Publisher: Houghton Mifflin Harcourt
Publication date: 5/28/13
Learning how to stand, how to walk and how to acknowledge others are salient lessons for a woman training in martial arts. Making eye contact with perfect strangers… incongruous advice or the worst self-defense tip ever?
Susan Schorn insists that perfecting kata under a dedicated sensei can be quite life transforming. The author of a new memoir Smile at Strangers: And Other Lessons in the Art of Living Fearlessly, Schorn pens funny, but sage observations training in karate at Sun Dragon Martial Arts for Women and Children in Austin, Texas.
Prefaced by traditional Zen proverbs, the chapters slice “each messy, inexact lesson into a single note; a precise tone.” Some of Schorn’s writing levels some hackneyed looks at suburban living as well as an occasional womb-knitting magick shop clerk. The sharpest observations come from the dojo where she engages with her sensei and sparring partners in an aggressive form of Kyokushin fighting.

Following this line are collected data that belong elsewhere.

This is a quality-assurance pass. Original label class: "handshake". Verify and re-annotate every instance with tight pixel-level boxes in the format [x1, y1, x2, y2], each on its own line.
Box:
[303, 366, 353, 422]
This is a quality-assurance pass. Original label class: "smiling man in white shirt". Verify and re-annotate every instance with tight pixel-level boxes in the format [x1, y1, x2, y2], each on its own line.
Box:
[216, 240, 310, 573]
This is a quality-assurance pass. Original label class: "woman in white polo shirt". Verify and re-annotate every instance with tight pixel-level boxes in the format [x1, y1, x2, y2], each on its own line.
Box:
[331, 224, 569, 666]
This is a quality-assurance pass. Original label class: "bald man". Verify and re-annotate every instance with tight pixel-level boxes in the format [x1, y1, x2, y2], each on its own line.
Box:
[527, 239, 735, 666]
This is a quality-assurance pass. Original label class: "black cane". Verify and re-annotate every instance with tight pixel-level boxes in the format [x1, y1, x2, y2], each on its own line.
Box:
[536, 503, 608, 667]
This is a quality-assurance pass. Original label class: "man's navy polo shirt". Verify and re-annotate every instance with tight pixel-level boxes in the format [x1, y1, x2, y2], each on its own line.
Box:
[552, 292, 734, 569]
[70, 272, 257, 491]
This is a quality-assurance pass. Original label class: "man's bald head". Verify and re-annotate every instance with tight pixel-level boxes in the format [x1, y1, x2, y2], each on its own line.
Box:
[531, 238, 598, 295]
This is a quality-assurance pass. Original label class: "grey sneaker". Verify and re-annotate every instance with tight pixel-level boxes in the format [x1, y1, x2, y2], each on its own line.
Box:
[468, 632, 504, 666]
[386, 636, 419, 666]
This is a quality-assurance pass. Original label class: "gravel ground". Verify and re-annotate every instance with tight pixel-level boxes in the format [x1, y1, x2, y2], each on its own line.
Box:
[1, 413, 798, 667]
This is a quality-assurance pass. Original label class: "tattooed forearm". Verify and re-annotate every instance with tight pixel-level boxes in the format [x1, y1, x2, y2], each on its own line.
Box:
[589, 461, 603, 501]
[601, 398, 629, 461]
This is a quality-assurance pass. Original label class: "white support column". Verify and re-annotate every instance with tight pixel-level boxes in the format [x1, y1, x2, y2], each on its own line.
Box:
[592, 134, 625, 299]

There is no fancy circling or dancing in Kyokushin, which was used by Cobra Kai to fight Daniel in The Karate Kid. Blocking happens only when a Kyokushinkai is clearing a path for a barrage of fierce, relentless strikes. According to Schorn, this form of karate delivers immediate results and makes a superb fighting style for women.

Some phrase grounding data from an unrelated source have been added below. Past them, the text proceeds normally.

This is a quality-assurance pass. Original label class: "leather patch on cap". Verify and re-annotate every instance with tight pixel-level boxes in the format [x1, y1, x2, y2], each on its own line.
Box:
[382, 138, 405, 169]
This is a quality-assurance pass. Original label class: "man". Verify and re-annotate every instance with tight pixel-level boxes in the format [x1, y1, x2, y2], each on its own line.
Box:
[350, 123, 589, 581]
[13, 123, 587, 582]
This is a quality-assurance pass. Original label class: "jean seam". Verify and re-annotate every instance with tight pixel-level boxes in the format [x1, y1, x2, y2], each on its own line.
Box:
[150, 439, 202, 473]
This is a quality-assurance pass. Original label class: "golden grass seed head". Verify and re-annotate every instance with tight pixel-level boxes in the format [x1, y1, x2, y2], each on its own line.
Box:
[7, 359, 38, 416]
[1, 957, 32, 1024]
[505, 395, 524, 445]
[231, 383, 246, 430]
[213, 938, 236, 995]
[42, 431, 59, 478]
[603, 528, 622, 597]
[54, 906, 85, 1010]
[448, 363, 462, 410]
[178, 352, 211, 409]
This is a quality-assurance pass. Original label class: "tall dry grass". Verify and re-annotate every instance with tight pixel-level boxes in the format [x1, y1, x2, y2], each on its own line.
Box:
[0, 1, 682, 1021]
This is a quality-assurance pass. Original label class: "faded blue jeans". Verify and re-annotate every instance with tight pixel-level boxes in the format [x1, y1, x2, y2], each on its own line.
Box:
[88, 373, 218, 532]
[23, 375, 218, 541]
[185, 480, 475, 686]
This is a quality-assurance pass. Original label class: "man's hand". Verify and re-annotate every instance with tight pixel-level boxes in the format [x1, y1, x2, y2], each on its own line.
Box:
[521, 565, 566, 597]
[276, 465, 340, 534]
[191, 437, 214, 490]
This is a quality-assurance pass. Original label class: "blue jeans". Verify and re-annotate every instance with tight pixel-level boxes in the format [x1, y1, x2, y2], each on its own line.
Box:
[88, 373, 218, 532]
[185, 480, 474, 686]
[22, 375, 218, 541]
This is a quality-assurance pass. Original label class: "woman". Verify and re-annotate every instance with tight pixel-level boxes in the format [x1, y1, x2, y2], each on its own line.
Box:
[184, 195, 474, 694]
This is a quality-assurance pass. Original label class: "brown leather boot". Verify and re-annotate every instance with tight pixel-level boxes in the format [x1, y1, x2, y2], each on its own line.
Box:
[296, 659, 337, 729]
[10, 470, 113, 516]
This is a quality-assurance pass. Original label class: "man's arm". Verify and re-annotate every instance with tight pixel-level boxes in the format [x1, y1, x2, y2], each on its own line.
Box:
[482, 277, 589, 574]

“The last thing people expect a woman to do when threatened is to close the distance while throwing a jab to the face, follow with a reverse hammerfist to the temple and finish things off by kicking her fallen opponent in the groin.”
“Of course, if people did expect that, women probably wouldn’t get threatened as often.”

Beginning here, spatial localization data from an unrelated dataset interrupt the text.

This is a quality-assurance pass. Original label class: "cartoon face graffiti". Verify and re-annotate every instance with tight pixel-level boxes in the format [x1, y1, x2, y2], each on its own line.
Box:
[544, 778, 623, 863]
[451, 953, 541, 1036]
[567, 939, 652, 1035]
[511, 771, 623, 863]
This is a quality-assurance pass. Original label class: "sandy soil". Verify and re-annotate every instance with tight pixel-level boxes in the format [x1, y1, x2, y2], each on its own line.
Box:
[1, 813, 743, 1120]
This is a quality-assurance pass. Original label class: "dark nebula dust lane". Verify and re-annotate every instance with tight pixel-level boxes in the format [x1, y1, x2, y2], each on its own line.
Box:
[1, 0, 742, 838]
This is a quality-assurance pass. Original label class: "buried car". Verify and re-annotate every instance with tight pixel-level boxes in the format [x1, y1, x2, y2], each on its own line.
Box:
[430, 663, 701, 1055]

Checking wrong-headed assumptions that women invite violence when they make crucial errors about their safety, Schorn tears apart standard claims and less than expert advice for thwarting attacks.
In the chapter of the same kowa, Schorn writes “If you want to feel safe, be prepared to feel uncomfortable.” Consider the off-balance stance we take to appear lady-like: leaning most of the weight on one foot with the other foot in front.
“In it, you’re easy to knock over or push around. Next, try putting your feet shoulder-width apart with your weight divided fifty-fifty. Bend your knees just the slightest bit. Straighten your back. This stance is balanced and stable and gives you a lot options for moving or maintaining your position. It also looks stronger to an observer. It makes you a less inviting target.”
Comparing the two stances in front of a mirror while wearing a skirt, she asks readers, “Which one makes you look like John Madden in a dress?” According to Schorn, this is precisely the look that will make you more fearless.
She enrolled in the dojo yearning to punch and yell and by the time Sun Dragon experienced a reorg and refurbishing, she had dialed back her need for complete control. In the spirit of budo—“the way to stop the spear”—Schorn and Sun Dragon would turn to Seido, a more evolved form of karate and self-mastery.
As for the reasons to make eye contact with strangers, Schorn shares the wisdom she learned from scrutinizing her own set of limiting beliefs and fears.
- When you ignore someone, you aren’t really setting a boundary. You’re pretending there’s no need for one.
- People who feel ignored tend to get louder and more persistent.
- Any moment of communication, however brief, is an opportunity for assessing behavior and threat potential.
- Ignoring people denies them their basic human dignity.
Smile at Strangers by Susan Schorn is a highly worthwhile read for the sharp, honest and funny life meditations of a senpai black belt driven by real or imagined attackers in the dark.